Reliance completes most of its Wolfberry verticals in 12-13 stages placed in multiple formations/zones intersected by the vertical well bore, West reports. “We are constantly evaluating our completion schemes within individual stages to refine the best practice,” he says. “For example, we have been experimenting with high-rate slick water frac techniques in certain zones to increase productivity and recovery.”

West says it is too early to tell whether that technique will be beneficial in the long run. “It is made some difference early on, but we have been doing it only for the past 10 months, so we do not know whether it will be better in the long term,” he remarks.

In addition, Reliance has led horizontal efforts in the basin by drilling laterals in the Atoka, and will be one of the first operators to drill horizontal Cline wells in the western part of the Midland Basin, West notes. “Our Atoka wells have been very, very productive,” he says.

On an additional 45,000 acres in the southern part of the basin, West says Reliance plans to drill exploratory wells targeting the Strawn, Wolfcamp and Clearfork horizons.

Cline Driller

Strand Energy has been generating prospects and drilling in the Permian Basin for 25 years. “Today, we are active in the western part of Sterling County, where we have 20,000 acres,” says Kent Brock, president and manager.

The company’s main target is the Cline, Brock notes. “The formation is relatively thick at 260-300 feet, and there is Cline activity on all four sides of our lease block,” he observes.

In mid-May, the company was drilling its first two Cline horizontals. “These wells should reach a vertical depth of 8,200 feet and will have horizontals that are one and a half sections long,” Brock says. “They are on the same pad, but we are using different completion techniques, so we can compare the results to see which approach works best.”

Brock says the company plans to drill a third Cline horizontal later this year. “If the results are good, we plan to continue development next year,” he says.

Strand is participating in a 3-D seismic shoot on its acreage, Brock says. “The survey should help us optimize the Cline and gain more information about the Fusselman and Ellenberger underneath the Cline for future vertical wells,” he explains.
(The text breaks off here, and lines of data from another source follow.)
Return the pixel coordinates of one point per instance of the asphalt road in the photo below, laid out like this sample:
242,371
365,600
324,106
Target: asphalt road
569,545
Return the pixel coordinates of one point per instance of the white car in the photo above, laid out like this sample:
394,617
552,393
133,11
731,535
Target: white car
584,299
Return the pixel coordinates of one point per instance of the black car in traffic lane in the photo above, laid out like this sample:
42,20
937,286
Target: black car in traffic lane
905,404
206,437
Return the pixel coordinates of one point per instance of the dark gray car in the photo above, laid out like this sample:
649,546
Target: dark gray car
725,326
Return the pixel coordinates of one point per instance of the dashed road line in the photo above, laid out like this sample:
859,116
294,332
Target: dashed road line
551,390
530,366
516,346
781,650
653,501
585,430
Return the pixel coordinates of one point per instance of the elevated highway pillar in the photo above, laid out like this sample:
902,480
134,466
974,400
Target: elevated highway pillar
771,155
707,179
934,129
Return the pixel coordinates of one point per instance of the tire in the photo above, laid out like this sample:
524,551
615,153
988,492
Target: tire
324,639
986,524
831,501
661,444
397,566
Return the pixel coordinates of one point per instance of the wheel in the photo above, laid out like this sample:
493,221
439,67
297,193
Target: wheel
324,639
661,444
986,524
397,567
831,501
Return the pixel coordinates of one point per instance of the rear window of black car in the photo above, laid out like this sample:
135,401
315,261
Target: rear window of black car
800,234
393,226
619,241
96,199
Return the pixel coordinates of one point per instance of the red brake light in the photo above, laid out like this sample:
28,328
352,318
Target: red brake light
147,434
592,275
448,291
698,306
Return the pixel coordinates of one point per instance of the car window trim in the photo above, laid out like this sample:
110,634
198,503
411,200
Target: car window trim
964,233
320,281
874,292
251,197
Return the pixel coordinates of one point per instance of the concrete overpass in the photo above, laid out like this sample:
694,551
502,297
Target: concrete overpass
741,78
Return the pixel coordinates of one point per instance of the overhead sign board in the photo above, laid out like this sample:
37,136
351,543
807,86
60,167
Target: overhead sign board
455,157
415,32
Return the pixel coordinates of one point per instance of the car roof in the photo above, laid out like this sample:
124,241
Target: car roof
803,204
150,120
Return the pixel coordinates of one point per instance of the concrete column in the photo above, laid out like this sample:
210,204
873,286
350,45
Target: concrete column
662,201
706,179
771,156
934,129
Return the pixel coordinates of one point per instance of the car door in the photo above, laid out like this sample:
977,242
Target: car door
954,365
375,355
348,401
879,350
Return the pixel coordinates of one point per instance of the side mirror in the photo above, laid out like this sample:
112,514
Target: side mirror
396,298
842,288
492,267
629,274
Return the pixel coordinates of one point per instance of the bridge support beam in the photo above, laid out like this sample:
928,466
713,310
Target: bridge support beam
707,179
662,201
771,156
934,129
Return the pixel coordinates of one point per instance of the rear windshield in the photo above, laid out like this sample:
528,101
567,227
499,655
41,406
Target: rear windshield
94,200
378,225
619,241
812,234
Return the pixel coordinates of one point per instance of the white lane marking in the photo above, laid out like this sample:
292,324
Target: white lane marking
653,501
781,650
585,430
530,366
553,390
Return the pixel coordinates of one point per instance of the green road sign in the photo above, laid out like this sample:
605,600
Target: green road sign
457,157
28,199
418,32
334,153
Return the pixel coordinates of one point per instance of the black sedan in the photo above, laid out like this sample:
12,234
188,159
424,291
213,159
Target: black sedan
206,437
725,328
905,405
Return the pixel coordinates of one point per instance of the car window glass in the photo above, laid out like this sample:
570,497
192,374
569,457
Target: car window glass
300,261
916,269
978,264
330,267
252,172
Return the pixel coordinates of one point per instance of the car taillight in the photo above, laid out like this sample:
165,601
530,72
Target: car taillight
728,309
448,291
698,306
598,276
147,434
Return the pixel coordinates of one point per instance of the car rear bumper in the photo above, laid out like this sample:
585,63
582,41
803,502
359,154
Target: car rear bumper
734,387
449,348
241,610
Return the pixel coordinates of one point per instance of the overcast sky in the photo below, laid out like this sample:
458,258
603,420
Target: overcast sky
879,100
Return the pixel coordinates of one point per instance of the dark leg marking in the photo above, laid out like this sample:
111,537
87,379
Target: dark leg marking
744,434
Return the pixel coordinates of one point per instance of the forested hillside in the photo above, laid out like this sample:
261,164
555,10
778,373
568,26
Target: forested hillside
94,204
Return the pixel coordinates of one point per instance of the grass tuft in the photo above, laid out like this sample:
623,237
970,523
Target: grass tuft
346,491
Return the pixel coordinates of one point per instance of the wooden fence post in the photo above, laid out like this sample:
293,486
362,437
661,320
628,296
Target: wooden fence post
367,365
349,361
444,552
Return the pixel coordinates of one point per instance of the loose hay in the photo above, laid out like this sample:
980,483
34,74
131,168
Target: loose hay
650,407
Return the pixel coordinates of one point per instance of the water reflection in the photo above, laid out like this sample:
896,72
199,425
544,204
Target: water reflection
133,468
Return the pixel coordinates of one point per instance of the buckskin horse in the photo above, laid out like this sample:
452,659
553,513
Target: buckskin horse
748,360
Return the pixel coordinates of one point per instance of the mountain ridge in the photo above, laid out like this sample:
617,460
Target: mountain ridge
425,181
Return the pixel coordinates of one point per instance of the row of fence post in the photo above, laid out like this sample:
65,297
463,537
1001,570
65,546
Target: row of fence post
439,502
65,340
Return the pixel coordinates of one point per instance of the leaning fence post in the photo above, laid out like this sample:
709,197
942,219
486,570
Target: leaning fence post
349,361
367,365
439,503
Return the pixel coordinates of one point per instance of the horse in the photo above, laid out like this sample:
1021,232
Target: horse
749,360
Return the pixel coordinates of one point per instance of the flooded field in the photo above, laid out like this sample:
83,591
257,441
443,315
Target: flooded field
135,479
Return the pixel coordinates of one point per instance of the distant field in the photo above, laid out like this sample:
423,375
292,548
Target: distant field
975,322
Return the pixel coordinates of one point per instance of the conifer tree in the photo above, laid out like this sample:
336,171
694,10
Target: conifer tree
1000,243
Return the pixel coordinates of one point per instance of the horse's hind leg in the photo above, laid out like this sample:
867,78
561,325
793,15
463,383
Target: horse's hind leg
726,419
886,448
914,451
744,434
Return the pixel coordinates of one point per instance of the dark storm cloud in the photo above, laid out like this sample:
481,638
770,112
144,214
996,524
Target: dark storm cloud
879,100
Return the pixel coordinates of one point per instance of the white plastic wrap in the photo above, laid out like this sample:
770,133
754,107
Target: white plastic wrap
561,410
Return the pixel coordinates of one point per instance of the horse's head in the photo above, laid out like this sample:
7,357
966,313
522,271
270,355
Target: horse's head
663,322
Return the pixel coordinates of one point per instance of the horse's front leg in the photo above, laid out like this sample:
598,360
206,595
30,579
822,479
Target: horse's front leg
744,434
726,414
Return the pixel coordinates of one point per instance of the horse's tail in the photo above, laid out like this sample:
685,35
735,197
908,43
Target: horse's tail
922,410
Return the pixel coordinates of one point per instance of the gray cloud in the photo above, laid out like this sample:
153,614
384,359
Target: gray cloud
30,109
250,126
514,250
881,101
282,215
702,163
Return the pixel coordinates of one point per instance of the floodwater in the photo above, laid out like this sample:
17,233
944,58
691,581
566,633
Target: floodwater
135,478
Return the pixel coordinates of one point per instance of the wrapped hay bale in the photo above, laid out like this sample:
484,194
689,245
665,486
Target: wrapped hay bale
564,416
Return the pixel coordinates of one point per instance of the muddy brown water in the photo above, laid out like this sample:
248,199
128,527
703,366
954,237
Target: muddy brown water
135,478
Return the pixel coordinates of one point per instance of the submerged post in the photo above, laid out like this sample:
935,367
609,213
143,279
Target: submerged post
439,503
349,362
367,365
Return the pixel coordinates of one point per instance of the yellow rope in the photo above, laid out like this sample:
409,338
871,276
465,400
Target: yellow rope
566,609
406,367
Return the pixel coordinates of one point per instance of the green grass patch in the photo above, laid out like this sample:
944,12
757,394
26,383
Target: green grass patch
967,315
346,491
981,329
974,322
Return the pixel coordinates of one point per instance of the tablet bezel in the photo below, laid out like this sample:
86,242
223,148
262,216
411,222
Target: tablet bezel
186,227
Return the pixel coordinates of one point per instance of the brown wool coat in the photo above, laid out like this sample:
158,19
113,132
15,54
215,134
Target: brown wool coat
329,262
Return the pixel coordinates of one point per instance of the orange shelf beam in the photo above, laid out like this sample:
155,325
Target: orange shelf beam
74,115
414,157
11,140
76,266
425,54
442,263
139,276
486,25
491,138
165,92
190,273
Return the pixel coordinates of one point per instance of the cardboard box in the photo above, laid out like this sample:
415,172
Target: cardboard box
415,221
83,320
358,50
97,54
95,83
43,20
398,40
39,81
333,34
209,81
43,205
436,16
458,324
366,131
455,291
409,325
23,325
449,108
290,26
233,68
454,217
On acreage in the northwestern part of Gaines County, Strand is drilling development wells that target the Lower Clearfork. “In our area, the Lower Clearfork generally has been stimulated with a large acid job,” Brock notes. “We went into it two years ago thinking we could accelerate the production using hydraulic frac jobs instead of acidizing. We have seen higher front-end production on our new wells than the old ones, so that appears to be working.”
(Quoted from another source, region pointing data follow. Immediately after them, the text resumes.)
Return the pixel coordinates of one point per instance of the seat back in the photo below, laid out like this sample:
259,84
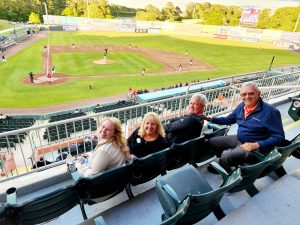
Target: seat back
203,204
148,167
251,172
205,152
217,132
185,152
175,187
296,153
103,185
42,208
285,153
294,110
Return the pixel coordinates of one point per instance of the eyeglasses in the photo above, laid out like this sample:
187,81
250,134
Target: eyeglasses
250,94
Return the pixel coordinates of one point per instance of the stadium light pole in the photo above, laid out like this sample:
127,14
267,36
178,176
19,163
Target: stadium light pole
88,8
48,46
296,25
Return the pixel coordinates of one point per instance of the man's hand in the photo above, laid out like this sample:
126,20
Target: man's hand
250,146
207,118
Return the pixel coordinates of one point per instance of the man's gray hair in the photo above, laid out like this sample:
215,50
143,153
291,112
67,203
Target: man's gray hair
202,98
252,84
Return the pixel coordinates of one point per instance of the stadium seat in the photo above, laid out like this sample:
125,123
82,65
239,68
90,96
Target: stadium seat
186,152
100,187
250,172
146,168
186,194
40,209
276,166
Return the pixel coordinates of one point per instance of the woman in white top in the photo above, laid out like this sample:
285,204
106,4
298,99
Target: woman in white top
111,151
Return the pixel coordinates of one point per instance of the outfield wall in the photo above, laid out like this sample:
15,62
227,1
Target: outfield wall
272,37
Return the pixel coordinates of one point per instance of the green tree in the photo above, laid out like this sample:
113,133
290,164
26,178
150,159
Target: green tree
214,19
168,12
285,18
233,15
34,18
151,13
264,19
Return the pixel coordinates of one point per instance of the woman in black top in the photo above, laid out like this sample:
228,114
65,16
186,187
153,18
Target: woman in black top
148,138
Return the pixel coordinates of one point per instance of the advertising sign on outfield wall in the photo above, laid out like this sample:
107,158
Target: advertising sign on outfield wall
249,17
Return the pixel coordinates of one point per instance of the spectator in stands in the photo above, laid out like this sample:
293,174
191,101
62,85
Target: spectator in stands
143,71
49,77
180,67
148,138
31,77
41,162
184,128
61,156
259,128
53,71
111,150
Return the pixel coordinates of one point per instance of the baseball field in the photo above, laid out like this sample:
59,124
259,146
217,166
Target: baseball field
83,64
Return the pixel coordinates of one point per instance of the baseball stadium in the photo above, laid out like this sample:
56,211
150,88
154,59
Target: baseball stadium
62,80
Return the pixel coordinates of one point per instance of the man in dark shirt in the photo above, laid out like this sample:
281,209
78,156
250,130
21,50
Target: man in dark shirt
189,126
259,128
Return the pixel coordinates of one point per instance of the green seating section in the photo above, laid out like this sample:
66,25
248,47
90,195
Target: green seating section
63,131
118,105
250,172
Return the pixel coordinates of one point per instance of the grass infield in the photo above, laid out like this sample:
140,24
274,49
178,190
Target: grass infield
228,58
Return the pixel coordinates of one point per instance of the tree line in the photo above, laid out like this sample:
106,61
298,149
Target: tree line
210,14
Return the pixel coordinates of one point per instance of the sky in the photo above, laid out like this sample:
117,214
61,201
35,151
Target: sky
182,3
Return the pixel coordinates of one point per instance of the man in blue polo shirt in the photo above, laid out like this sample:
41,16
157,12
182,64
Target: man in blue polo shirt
259,128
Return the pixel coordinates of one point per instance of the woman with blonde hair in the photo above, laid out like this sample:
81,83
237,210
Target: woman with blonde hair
111,151
148,138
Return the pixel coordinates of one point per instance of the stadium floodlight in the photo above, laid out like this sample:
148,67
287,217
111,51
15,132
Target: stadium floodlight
48,47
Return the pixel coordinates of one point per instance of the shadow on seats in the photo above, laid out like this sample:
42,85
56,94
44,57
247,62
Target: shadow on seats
40,209
100,187
187,198
250,172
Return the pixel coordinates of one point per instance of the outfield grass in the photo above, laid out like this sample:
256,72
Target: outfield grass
4,24
123,63
229,58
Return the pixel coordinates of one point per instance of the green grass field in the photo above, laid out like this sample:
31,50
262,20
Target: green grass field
124,63
228,57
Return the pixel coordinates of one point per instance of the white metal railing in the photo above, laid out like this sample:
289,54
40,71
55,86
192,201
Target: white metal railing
49,140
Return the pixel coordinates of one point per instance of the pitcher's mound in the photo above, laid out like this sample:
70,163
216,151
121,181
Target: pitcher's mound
102,61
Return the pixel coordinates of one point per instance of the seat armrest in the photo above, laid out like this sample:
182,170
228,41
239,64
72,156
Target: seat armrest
170,191
75,175
99,221
220,170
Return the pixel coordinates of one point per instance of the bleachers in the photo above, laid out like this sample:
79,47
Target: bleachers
11,124
64,131
118,105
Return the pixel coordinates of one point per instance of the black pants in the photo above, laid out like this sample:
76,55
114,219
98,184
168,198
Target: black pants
228,149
The company completes its Clearfork wells by pumping 100,000-140,000 pounds of 20/40-mesh white sand down hole in a cross-linked gel, Brock details. He says the wells have an average depth of 7,800 feet and cost $1 million to drill and complete.

“We are seeing average first 30-day production rates of 80 bbl/d and estimated ultimate recoveries between 75,000 and 100,000 barrels,” he reports. “In general, the wells give us three-to-one or four-to-one returns and reasonably quick payouts.”
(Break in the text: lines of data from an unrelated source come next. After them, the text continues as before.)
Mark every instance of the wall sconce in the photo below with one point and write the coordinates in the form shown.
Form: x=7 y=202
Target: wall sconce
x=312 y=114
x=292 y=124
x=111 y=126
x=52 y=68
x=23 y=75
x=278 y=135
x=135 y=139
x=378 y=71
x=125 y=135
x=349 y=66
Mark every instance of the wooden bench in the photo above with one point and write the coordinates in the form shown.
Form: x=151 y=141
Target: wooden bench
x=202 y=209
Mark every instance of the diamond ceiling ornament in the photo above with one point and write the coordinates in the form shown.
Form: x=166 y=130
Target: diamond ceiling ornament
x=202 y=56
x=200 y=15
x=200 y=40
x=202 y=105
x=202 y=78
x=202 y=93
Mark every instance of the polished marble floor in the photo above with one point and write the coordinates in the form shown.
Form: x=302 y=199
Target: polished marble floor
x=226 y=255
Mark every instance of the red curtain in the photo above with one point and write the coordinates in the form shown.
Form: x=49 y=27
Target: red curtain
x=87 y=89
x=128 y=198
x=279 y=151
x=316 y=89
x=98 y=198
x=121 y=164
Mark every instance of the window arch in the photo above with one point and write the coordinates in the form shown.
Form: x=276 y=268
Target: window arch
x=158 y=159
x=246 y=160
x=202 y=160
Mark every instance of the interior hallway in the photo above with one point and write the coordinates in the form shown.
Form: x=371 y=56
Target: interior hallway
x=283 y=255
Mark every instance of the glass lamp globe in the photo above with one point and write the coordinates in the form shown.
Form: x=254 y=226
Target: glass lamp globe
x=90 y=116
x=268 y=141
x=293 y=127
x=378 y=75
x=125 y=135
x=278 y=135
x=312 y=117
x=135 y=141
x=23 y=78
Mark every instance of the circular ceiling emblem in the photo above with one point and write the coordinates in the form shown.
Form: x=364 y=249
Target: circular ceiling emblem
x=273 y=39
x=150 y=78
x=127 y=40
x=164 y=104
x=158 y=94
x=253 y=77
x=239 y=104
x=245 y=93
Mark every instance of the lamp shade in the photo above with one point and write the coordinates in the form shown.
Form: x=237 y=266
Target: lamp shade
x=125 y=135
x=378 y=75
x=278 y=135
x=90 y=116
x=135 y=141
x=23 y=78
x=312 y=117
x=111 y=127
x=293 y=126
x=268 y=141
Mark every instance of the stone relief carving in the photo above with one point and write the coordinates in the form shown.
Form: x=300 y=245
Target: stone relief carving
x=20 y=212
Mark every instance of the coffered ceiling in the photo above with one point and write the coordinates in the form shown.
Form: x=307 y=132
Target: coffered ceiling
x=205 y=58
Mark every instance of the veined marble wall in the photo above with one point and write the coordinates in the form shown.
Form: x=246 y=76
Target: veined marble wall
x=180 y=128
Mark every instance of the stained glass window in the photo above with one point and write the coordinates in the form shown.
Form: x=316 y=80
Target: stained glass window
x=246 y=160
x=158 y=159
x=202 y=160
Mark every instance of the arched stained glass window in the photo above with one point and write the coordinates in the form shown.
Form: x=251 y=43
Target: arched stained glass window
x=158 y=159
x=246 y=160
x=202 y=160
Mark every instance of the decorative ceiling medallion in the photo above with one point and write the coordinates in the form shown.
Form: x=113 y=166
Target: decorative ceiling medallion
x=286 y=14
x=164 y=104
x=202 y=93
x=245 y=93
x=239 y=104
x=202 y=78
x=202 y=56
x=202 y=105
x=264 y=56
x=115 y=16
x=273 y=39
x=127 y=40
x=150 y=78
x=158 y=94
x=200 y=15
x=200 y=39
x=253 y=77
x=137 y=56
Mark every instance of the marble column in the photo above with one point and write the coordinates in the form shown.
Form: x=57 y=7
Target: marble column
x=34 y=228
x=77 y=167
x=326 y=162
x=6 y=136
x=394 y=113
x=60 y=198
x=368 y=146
Strand also has acreage in the east-central part of Irion County that it has been developing for the past three or four years. “We are drilling vertical wells that commingle the Canyon Sands, Wolfcamp Lime and Lower Clearfork Lime zones,” Brock says.

The wells have vertical depths around 6,500 feet, Brock notes. “They are not as consistent as the wells we are drilling in the Lower Clearfork in Gaines County, but because we comingle the various zones, the average well is ok,” he says. “Already having production facilities and other infrastructure in place makes it easy to continue developing the acreage.”